What I don’t mention are the countless nights with so little sleep that my short-term memory couldn’t properly store and process information (sometimes babies sleep through the night . . . and then they don’t), the hours I wrestled with my (4) breast-pump(s), trying to coax out an extra ounce, the weeks and weeks I’ve spent hunched over a kleenex box and computer in a cloudy haze, dashing out words on the page while attempting to ignore the latest illness my petri-dish-daughter transmitted to me. I usually don’t talk about how I lost my university library privileges while on parental leave, or how many times I’ve had to “remind” the university of my parental leave and stop in my program and what that means (answer: more than 3), or the fact that I really really wish I could have taken more official time off but couldn’t because there was no part-time option.
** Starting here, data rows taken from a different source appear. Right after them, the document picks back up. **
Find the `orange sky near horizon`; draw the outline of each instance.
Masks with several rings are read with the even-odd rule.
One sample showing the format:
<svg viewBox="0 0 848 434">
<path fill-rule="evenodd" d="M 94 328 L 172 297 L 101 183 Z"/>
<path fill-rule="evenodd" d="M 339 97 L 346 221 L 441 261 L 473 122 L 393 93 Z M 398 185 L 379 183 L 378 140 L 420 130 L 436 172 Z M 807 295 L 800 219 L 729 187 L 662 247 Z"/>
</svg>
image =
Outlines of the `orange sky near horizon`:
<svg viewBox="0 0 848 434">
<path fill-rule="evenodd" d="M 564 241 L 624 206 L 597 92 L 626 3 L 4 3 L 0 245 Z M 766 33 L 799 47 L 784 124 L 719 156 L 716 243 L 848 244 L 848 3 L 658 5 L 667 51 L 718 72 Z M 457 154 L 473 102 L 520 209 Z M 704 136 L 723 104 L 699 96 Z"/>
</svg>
I don’t tend to talk about my difficult pregnancy: how many months I spent nearly completely incapacitated by nausea and vomiting (answer: 4), or the crazy migraines that landed me in the hospital, the weeks and weeks of perinatal appointments to monitor my daughter’s development, umbilical cord, kidneys, heart, amniotic fluid, the induction, childbirth… the countless and uncounted hours I spent in a kind of labour that is unacknowledged by the academy.
My point? Doing a PhD and becoming a parent is HARD. It is incredibly difficult. For some people, it is impossible, and this is not their fault.
Sometimes, I think that out of some obligation to our feminist foremothers we tend to gloss our difficulties, as though in order somehow to acknowledge the gains we’ve achieved, we have to forget where we still need to go.
But I think it’s important to suggest that perhaps a PhD and a baby is darn-difficult if not impossible for some women, and there are structural reasons for this impossibility. Perhaps women can’t have it all, and perhaps instead of trying to justify our choices we should work towards addressing the roots of those systemic inequalities and advocating for the changes we know we need to see.
So, I’m just going to throw it out there: what do we need to change in the academy to make things better? When PhD students elect to have children, how can we ensure that they aren’t punished for their decisions?